A municipal employee distributes shirts and pamphlets containing information about the Zika virus to revellers at a beach in Brazil on February 6, 2016. PHOTO | AFP

What you need to know:

  • Colombia’s National Health Institute said the patients died after contracting the virus and developing a rare neurological disorder called Guillain-Barre syndrome.

  • Most Guillain-Barre patients recover, but the syndrome sometimes causes paralysis or death.

  • Citing the rise in babies born with microcephaly, the UN human rights office urged countries hit by Zika to give women access to contraception and abortion.

BOGOTA, Saturday

The mosquito-borne Zika virus sweeping through Latin America has claimed three lives in Colombia, as the United Nations urged increased access to abortion because of fears of severe birth defects.

In the first direct statements from government health officials blaming Zika for causing deaths, Colombia’s National Health Institute (INS) said the patients died after contracting the virus and developing a rare neurological disorder called Guillain-Barre syndrome.

Cases of the syndrome — in which the immune system attacks the nervous system, causing weakness and sometimes paralysis — have increased in tandem with the Zika outbreak, fuelling suspicions that it is a complication of the otherwise mild tropical fever, which is also blamed for causing brain damage in babies born to infected mothers.

“Other cases of deaths linked to Zika are going to emerge,” said epidemiologist Martha Lucia Ospina, director of the INS.

“The world is realising that Zika can be deadly.
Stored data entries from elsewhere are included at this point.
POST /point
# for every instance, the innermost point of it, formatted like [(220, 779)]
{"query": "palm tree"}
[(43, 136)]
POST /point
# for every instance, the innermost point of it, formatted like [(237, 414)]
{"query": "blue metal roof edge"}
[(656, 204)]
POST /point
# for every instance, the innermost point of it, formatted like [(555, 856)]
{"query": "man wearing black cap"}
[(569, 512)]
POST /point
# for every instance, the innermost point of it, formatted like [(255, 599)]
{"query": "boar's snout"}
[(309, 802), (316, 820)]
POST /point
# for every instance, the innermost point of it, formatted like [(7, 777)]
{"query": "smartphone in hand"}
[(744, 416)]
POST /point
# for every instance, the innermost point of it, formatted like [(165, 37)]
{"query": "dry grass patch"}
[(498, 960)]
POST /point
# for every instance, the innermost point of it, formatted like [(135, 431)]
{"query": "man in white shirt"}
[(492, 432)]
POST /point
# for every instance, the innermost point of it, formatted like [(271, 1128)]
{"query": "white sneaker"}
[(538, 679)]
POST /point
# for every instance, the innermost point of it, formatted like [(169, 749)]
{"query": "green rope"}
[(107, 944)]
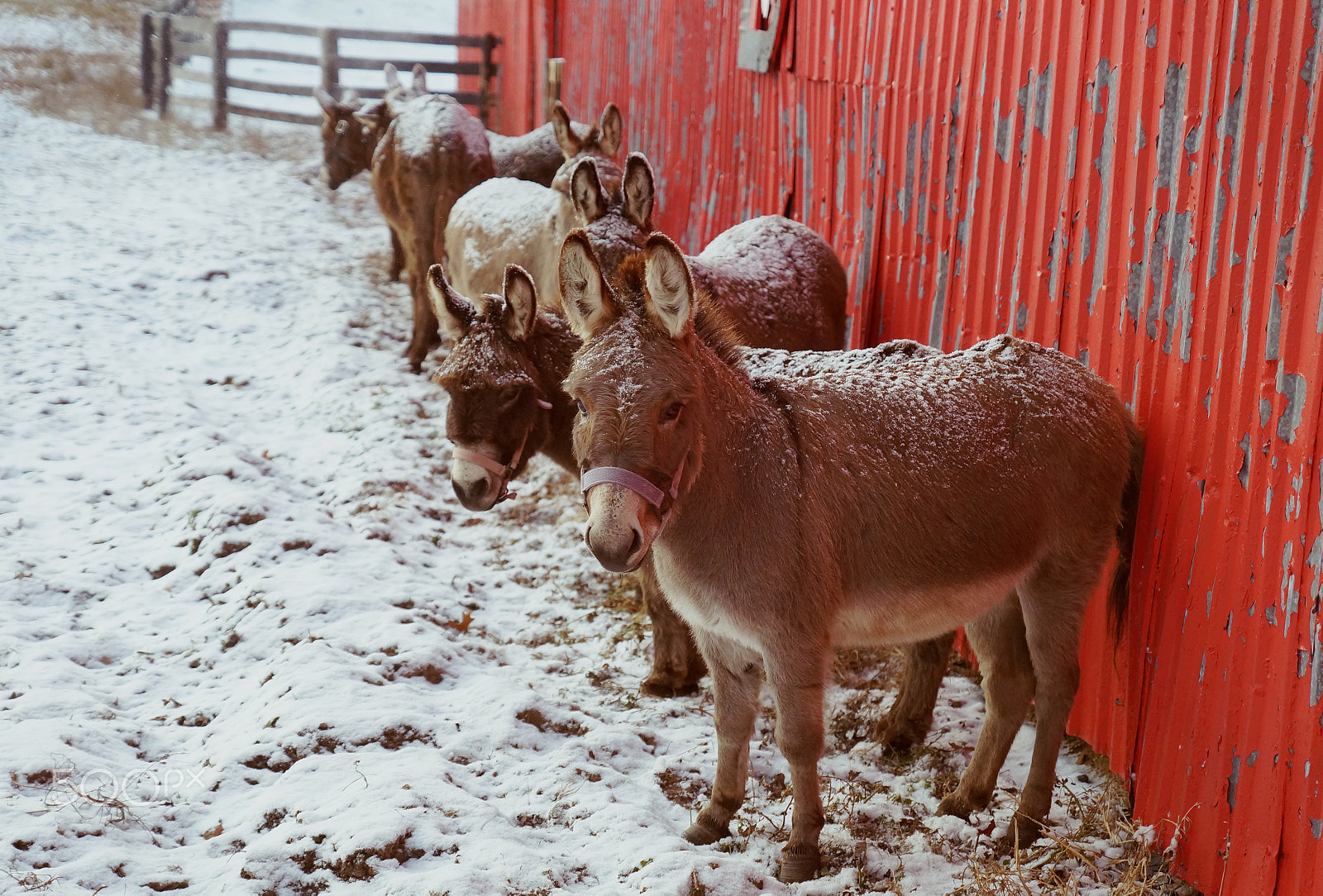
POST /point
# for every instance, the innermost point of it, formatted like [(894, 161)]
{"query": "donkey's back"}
[(1020, 446), (780, 282)]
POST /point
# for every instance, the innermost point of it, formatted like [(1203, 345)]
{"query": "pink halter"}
[(503, 470), (633, 481)]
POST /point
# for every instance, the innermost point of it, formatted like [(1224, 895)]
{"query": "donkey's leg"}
[(798, 674), (998, 640), (676, 664), (736, 678), (397, 255), (1053, 600), (910, 717)]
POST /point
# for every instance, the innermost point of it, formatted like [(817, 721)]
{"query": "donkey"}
[(879, 503), (740, 269), (513, 222), (506, 402), (351, 131)]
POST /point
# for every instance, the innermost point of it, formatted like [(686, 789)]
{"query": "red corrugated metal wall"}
[(1130, 181)]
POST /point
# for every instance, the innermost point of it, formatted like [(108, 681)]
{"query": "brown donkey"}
[(880, 503), (504, 375), (741, 269)]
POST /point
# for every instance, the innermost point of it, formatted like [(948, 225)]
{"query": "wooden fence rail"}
[(169, 40)]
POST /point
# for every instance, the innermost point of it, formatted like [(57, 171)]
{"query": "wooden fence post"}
[(555, 72), (149, 61), (163, 59), (330, 60), (220, 74), (485, 79)]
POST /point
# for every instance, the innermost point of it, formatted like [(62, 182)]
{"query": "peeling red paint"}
[(1133, 183)]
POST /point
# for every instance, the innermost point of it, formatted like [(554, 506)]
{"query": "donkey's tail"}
[(1118, 598)]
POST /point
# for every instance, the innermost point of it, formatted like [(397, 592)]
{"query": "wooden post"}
[(163, 59), (555, 72), (220, 75), (330, 60), (149, 61), (485, 79)]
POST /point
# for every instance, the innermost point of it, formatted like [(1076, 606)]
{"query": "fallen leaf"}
[(462, 626)]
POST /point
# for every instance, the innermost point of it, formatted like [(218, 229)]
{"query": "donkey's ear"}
[(454, 312), (586, 192), (588, 300), (609, 126), (670, 286), (638, 191), (564, 130), (370, 115), (326, 101), (520, 303)]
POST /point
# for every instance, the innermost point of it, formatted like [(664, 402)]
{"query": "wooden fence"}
[(170, 40)]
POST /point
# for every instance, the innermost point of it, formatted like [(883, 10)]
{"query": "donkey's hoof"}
[(896, 737), (655, 686), (956, 805), (1023, 827), (800, 863), (705, 830)]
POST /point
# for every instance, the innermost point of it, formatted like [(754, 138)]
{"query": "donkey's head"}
[(350, 134), (601, 143), (639, 385), (498, 417), (617, 226), (396, 90)]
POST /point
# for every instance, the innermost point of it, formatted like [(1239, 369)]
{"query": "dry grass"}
[(101, 88)]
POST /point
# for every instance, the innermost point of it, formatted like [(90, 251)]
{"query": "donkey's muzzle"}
[(478, 490), (617, 550)]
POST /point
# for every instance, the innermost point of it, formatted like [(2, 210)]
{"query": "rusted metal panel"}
[(1133, 183)]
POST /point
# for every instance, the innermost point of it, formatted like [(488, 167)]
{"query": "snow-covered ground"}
[(251, 641)]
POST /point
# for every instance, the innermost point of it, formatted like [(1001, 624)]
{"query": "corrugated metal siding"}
[(1133, 183)]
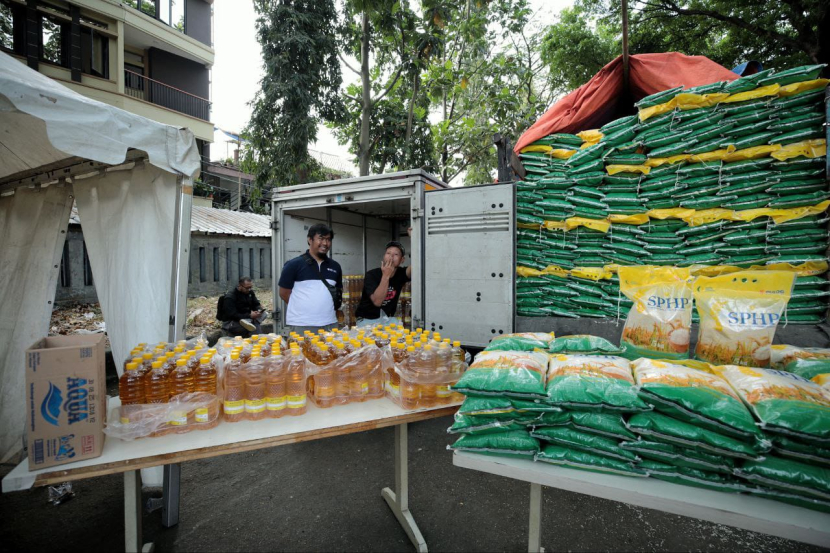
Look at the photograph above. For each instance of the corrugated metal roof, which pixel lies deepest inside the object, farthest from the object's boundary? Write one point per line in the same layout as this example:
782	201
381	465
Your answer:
217	221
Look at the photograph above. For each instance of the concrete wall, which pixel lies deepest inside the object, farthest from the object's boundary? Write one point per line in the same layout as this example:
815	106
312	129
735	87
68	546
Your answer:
201	279
197	24
204	281
77	291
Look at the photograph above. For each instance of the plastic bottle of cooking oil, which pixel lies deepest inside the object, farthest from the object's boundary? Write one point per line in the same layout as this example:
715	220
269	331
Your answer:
182	378
295	383
275	389
410	390
157	384
443	364
424	365
234	405
255	388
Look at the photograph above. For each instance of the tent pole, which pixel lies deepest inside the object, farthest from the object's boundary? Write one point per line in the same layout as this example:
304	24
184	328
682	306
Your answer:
624	7
177	321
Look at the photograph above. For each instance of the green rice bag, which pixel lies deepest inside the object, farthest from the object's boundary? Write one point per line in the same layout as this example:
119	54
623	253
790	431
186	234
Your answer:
788	475
679	456
804	453
466	424
508	373
597	382
794	75
571	458
803	99
799	135
591	443
744	84
747	166
583	344
660	428
697	397
784	403
693	477
510	442
520	341
658	98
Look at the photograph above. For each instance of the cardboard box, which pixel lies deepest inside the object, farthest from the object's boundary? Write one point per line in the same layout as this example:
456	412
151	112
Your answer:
66	397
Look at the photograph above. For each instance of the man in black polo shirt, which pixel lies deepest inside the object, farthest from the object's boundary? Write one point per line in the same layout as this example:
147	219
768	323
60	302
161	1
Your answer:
241	311
382	288
310	283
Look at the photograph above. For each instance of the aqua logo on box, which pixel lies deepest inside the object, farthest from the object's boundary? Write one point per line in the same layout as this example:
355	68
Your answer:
76	405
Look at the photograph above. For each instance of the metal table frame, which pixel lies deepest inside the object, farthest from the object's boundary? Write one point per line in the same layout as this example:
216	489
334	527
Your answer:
742	511
130	457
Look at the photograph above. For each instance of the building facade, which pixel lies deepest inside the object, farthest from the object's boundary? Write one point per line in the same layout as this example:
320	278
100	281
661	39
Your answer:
149	57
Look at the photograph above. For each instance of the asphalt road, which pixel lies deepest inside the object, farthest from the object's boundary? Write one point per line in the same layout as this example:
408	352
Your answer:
325	496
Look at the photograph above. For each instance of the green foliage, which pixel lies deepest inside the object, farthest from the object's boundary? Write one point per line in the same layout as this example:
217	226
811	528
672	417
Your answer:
299	88
576	47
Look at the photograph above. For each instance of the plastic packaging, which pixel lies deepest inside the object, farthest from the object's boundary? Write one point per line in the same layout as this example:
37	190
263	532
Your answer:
738	315
596	382
659	323
695	396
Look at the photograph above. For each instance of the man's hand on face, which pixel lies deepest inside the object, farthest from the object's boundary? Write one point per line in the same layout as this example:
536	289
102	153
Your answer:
387	268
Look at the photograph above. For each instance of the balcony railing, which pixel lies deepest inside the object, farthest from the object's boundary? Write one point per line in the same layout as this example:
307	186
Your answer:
149	90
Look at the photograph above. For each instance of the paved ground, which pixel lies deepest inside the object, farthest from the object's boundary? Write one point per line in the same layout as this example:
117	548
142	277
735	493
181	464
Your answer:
325	495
The mortality rate is not very high, but it can be deadly.”

Most Guillain-Barre patients recover, but the syndrome sometimes causes paralysis or death.
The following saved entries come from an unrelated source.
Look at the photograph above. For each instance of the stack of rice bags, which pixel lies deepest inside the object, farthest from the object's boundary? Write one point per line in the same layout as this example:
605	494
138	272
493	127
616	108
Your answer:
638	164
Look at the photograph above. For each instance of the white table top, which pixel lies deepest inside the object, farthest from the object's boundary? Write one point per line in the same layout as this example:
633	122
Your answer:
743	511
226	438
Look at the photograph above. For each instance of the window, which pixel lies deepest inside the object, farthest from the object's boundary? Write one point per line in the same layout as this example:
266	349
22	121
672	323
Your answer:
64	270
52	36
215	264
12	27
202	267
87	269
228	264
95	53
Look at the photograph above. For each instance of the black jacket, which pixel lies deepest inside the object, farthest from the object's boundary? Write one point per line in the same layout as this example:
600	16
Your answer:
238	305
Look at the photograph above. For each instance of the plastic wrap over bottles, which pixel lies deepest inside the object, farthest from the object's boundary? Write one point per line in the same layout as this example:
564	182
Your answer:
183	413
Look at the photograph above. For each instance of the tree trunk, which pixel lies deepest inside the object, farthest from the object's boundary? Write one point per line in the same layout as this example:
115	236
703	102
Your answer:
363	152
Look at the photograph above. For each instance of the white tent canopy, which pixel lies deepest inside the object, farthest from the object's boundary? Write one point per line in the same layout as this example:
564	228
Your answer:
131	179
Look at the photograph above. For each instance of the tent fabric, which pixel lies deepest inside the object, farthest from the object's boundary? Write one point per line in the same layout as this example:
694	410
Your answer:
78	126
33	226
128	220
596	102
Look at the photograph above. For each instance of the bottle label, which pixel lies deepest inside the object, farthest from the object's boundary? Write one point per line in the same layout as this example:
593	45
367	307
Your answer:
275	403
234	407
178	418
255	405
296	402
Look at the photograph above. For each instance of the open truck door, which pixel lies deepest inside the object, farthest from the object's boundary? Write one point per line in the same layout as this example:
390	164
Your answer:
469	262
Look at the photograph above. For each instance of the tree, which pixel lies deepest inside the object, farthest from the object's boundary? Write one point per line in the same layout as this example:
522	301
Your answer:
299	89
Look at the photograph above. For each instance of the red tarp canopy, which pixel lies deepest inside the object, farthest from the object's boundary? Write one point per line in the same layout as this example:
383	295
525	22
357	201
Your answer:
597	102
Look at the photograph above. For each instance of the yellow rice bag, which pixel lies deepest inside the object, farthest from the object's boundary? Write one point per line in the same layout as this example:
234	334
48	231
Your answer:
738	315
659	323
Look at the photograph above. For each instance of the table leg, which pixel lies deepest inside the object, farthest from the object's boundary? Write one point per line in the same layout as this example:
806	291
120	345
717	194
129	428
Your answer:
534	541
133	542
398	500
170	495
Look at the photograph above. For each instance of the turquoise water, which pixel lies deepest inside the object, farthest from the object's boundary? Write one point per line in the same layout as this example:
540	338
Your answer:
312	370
Citing the rise in babies born with microcephaly, or abnormally small heads and brains, the UN human rights office urged countries hit by Zika to give women access to contraception and abortion.

Women’s reproductive rights are a touchy subject in largely Catholic Latin America, but the UN said countries urging women to avoid pregnancy — a list that comprises Colombia, Ecuador, El Salvador, Jamaica and Panama — had to give them ways to control their fertility.

“How can they ask these women not to become pregnant, but not offer... the possibility to stop their pregnancies?” the UN agency’s spokeswoman Cecile Pouilly told journalists.